Esta não é a primeira vez que a justiça europeia aplica multas diárias para levar a Polónia a cumprir a lei. Em julho de 2017, o TJUE deu ordens para travar o abate de árvores dentro de áreas protegidas da floresta de Bialowieza (os últimos vestígios da antiga floresta que dominava a grande planície europeia), depois de o governo ter triplicado as licenças madeireiras. Apesar da decisão do tribunal, o abate de árvores continuou até novembro, quando o TJUE ameaçou com o pagamento de uma multa diária de cem mil euros caso Varsóvia não cumprisse a anterior ordem.

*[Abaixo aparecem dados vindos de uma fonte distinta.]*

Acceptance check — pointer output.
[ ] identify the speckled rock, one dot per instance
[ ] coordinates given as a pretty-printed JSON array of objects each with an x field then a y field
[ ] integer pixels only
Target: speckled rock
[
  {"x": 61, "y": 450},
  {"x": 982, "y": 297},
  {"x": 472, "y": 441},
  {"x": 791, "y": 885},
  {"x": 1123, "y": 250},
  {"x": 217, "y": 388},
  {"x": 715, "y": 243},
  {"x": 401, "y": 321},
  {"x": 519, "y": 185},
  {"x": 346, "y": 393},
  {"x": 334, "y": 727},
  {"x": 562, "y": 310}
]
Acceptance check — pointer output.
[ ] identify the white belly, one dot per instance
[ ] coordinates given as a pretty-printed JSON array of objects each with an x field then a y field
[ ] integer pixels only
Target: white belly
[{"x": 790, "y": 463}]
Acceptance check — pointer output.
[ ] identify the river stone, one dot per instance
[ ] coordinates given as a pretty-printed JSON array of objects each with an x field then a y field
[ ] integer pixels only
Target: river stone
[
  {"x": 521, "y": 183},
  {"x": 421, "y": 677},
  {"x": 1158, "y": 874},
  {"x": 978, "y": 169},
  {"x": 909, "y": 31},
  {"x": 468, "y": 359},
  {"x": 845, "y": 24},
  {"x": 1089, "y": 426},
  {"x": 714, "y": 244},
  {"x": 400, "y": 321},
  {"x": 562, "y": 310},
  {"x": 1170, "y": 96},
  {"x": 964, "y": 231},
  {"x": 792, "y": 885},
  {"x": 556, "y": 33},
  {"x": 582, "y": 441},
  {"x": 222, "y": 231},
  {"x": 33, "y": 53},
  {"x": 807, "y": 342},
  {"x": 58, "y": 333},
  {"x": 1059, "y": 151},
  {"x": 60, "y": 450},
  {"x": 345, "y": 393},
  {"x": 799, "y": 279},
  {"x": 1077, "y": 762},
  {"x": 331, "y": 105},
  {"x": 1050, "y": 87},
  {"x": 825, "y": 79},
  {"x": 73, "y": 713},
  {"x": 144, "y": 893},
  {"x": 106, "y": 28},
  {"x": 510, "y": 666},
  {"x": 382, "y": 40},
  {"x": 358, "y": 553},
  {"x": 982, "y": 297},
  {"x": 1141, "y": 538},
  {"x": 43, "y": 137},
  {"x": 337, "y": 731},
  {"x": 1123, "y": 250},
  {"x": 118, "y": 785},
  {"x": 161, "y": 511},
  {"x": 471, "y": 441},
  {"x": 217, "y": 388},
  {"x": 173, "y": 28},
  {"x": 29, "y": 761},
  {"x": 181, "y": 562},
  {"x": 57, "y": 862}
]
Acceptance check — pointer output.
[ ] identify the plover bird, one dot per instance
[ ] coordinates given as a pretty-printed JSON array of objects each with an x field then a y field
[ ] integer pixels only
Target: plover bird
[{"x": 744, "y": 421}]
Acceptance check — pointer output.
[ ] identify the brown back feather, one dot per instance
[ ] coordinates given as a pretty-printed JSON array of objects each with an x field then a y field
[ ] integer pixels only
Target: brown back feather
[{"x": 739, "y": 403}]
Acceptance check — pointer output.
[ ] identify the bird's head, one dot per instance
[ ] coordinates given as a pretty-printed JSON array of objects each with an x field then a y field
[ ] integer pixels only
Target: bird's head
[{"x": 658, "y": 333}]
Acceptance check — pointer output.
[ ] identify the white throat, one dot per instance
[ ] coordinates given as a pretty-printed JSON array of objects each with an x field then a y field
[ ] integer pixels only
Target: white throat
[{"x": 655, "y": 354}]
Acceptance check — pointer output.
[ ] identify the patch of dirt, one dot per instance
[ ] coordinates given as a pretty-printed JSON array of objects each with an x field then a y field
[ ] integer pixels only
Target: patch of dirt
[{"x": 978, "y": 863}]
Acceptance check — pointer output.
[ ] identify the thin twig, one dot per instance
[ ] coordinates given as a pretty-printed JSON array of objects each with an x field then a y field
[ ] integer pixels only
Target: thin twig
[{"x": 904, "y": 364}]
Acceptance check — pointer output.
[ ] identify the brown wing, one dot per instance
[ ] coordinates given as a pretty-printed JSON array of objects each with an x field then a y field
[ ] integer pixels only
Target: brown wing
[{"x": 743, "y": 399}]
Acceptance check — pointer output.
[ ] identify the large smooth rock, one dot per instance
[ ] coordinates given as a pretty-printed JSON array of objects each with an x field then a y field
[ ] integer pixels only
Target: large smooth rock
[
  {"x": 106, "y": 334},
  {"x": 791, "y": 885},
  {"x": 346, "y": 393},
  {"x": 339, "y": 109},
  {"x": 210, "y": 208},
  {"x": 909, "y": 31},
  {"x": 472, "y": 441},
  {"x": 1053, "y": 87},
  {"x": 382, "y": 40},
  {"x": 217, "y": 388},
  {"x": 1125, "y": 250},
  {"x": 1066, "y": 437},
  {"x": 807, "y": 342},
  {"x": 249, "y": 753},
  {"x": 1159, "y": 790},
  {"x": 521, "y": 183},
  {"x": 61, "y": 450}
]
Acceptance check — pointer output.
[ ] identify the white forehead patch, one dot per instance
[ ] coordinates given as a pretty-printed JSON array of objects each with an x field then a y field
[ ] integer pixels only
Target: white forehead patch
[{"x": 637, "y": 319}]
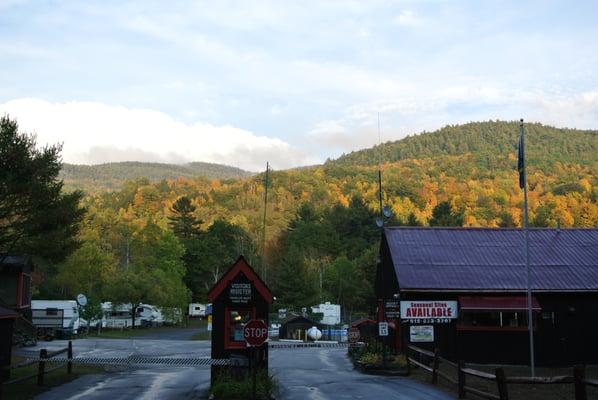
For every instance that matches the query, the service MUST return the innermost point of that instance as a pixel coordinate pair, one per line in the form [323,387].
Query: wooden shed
[238,297]
[463,290]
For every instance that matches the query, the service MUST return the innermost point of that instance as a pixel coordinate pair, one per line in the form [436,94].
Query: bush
[226,386]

Há pouco mais de um mês, a Polónia foi de novo instada a pagar 500 mil euros diários, desta vez até suspender a exploração de lignite da mina de Turów, junto à fronteira com a República Checa (que apresentou a queixa, dizendo que os seus aquíferos estão a ser afetados). O governo polaco rejeita parar, pois a central adjacente à mina fornece 7% da eletricidade do país.

Artigo 7

O pagamento de multas é uma decisão judicial, mas nos tratados europeus existe um mecanismo político que pode ser usado contra os Estados-membros: o artigo 7. Em causa está o "claro risco de uma violação séria" dos valores europeus do "respeito da dignidade humana, liberdade, democracia, igualdade, o estado do Direito e o respeito pelos direitos humano".

O artigo já foi acionado pela Comissão Europeia contra a Polónia em dezembro de 2017, por causa da erosão do sistema judicial, mas o processo este praticamente parado desde setembro de 2018. Nesse mesmo mês, o Parlamento Europeu acionou o mesmo mecanismo contra a Hungria, por causa dos repetidos ataques deliberados contra as instituições democráticas e os direitos humanos do governo do Fidesz, de Viktor Orbán. Neste caso os procedimentos também estiveram suspensos desde dezembro de 2019 até junho deste ano.

Com este procedimento, o Conselho Europeu pode suspender alguns direitos do Estado-membro, como o direito de voto. Mas para isso precisa de unanimidade (e Hungria e Polónia protegem-se mutuamente). A presidente da Comissão Europeia, Ursula von der Leyen, já disse que outras medidas estão a ser estudadas, nomeadamente ativar o mecanismo de condicionamento que faz depender o pagamento dos fundos europeus do respeito pelos valores - uma medida nova, só disponível desde o início do ano. Bruxelas também ainda não aprovou o plano de recuperação de Varsóvia, que prevê 23 mil milhões de euros em bolsas e mais 34 mil milhões em empréstimos. O primeiro-ministro polaco tem falado em "chantagem".

O caso austríaco

Até ao Tratado de Nice, em 2003, a União Europeia não tinha forma de atuar de forma preventiva contra um Estado-membro. E na memória de todos ainda está presente o que ocorreu com a Áustria. Nas eleições de outubro de 1999, o Partido da Liberdade (extrema-direita) de Jörg Haider foi segundo, tendo chegado a acordo para entrar na coligação de governo.

A fórmula encontrada pelos então outros 14 países do bloco foi implementar sanções bilaterais coordenadas e um "isolamento diplomático" - o resultado foi que Haider não fez parte da coligação (e deixou a liderança do partido), mas por toda a Europa houve protestos contra a pressão exercida sobre o executivo austríaco. E passados seis meses, os 14 tiveram que recuar, não tendo o governo austríaco feito nada que justificasse as sanções.